Ferasetin ikinci kısmı ise, öğrenme yoluyla elde edilendir ki, bu apaçık şekillerden batini olan huylara istidlalde bulunmaktır. Ma'rifet ehli, Cenab-ı Hakk'ın "Rabbinden açık bir delil üzerinde olan ve ardınca Ondan bir şahid gelen..."(Hûd. 17) ayetindeki beyyinenin ferasetin birinci kısmına dahil olduğunu; bununsa rûh cevherinin seçkinliğine işaret olduğunu; şahidin ise, ikinci kısım feraset olduğunu, ki bunun da şekillerle iç durumlara istidlalde bulunmak olduğunu söylemişlerdir.
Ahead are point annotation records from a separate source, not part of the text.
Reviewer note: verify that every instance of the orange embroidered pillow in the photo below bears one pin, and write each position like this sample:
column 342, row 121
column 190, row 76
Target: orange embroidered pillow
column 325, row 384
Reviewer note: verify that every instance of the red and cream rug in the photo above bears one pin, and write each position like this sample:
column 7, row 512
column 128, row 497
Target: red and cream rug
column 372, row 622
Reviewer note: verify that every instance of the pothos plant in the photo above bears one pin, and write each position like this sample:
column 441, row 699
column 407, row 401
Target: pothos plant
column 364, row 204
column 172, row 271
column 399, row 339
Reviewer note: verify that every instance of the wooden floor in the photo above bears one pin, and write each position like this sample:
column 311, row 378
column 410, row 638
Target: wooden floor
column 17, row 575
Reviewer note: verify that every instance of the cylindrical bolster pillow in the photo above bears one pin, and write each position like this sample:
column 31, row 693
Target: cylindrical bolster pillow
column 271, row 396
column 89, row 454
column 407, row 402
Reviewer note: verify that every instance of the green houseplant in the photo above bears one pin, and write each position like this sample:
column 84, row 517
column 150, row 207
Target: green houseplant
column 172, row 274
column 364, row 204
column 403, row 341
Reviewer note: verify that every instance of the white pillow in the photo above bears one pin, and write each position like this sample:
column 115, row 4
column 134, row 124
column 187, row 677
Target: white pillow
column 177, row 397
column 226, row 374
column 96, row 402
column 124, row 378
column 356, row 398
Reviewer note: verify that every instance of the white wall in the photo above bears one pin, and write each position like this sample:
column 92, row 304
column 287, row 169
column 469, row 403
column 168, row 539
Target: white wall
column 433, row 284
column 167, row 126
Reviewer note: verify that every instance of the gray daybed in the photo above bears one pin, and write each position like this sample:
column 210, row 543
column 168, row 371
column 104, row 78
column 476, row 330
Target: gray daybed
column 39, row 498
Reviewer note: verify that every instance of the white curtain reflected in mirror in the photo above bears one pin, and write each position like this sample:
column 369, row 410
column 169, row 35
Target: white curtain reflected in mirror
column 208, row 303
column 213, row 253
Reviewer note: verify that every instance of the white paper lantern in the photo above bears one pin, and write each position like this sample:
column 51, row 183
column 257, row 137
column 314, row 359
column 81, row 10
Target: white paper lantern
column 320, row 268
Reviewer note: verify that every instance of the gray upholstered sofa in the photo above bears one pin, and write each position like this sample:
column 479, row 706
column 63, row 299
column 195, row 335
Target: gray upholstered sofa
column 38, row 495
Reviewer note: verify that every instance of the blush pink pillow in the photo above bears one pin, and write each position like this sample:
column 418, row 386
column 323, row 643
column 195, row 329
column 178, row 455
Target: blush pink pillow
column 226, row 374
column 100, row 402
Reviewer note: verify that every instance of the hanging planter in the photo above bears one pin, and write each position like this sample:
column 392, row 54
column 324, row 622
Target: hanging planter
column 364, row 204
Allah'ın "Muallim" Olduğu Söylenebilir mi?

Cenâb-ı Hakkın: "Ve Adem'e bütün isimleri öğretti "(Bakara 31), "Bizim, senin bize öğrettiğinden başka hiçbir ilmimiz yoktur "(Bakara, 32) "Rahman, öğretti Kur'an "(Rahman. 1-2) ayetleri, Cenab-ı Hakk'ın muallim olarak isimlendirilmesini gerektirmez. Çünkü bu lafızda, Allah'a itlak edilmesi caiz olmayacak tarzda, karşılıklı öğrenme ve öğretme manası vardır. Bu da, ta'limi ve telkini sanat haline getiren kimse, yani öğretmendir. Ders veren kimseye de mutlak olarak muallim denilmez, hatta muallimlere bir vasiyyet edilse, bu vasıyyete müderris dahil olmaz. İşte bunun gibi Allah'a, ancak kayıtlanarak "muallim" denilebilir. Bu karşılıklı öğrenme ve öğretme olmasaydı, bu kelimenin Cenab-ı Hakk'a itlakı güzel olurdu. Bundan da öte, ancak O'nun için kullanılması vacib olurdu. Çünkü muallim, başkasında ilmi meydana getiren demektir ki, buna da Allah'dan başka kimsenin gücü yetmez.